Não curto a homogeneidade, tal como não curto uniformes. Não curto nada que me prive da minha canção e também só acredito num deus que dance e não num que esteja fechado na sua biblioteca, na hipertrofia da sua razão. Deixei há muito tempo as utopias e prefiro a polaridade das fronteiras. Negocio a posição dos baluartes e não acredito em nada que diga "Pensa como eu". A igualdade aborrece-me, não puxa por mim. Eu prefiro os beijos entre os contrastes, a aceitação e o enamoramento dos mesmos.
Na medida em que estabeleço o meu território (como quando fechava a porta do quarto para poder ouvir a minha música no máximo, imbuindo-me de mim mesma), é-me muito mais fácil abrir o círculo à intersecção com o outro. Quanto mais sólida a minha fronteira mais me permite o jogo da negociação, salvando-me em simultâneo do da ocupação. Não creio na homogeneidade, na ausência de fronteiras sobre a Terra, na utopia da uniformidade, condenada que a vejo à subversão.

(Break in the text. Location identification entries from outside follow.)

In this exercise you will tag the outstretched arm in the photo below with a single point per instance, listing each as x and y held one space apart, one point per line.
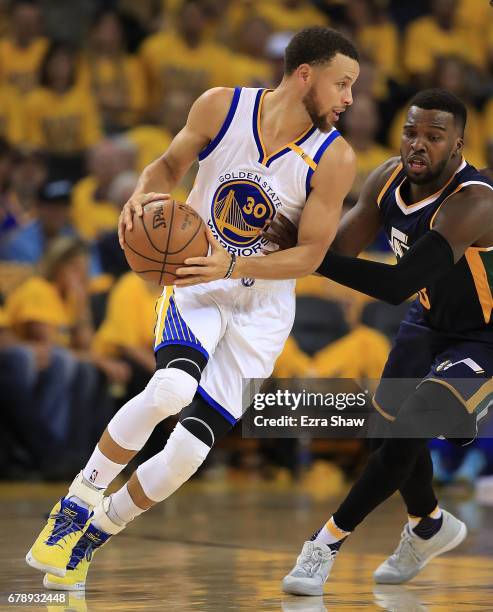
163 174
432 256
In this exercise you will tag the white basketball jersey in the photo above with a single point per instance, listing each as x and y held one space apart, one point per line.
239 188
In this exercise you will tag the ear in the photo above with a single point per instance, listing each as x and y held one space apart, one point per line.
304 73
459 146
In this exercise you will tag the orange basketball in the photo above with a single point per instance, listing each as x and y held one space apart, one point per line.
161 240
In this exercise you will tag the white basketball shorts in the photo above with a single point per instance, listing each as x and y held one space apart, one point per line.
240 327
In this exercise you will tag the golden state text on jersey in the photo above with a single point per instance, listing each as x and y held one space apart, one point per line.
240 187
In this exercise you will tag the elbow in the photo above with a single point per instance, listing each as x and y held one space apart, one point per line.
398 297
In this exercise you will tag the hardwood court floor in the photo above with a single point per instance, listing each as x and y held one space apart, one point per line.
219 547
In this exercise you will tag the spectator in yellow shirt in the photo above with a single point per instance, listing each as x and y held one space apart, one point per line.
450 73
115 77
436 35
290 15
251 66
61 117
92 210
377 39
52 311
11 127
153 139
126 332
184 59
22 51
361 124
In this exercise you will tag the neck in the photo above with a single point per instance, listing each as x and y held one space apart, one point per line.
360 142
284 113
420 192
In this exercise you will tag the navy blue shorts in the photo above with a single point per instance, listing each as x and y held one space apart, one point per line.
462 362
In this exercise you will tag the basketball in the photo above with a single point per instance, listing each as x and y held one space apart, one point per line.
162 238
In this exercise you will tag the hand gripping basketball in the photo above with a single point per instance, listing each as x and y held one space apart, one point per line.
162 238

Quer dizer, eu não uso um uniforme (Na tropa põem-se os soldados a cantar a mesma música quando marcham, esvaziando o cérebro de qualquer tentação-conteúdo da sua individualidade).
Eu creio na dinâmica, na diferença, na evolução dialéctica. Eu creio em fechar a porta do quarto para regressar depois à sala. Eu não curto paraísos de aparente standartização, nivelados por máquinas compressoras. Eu não curto normatismos, eu não curto sectarismos, eu não curto "a minha razão tem mais razão que tua".
Retorno ao texto inicial. Perante a fronteira encontro duas hipóteses:
1 - Fechar o círculo impedindo as forças do caos, organizando um espaço limitado que permita a obra ser construída, seleccionando, extraindo e impedindo a submersão.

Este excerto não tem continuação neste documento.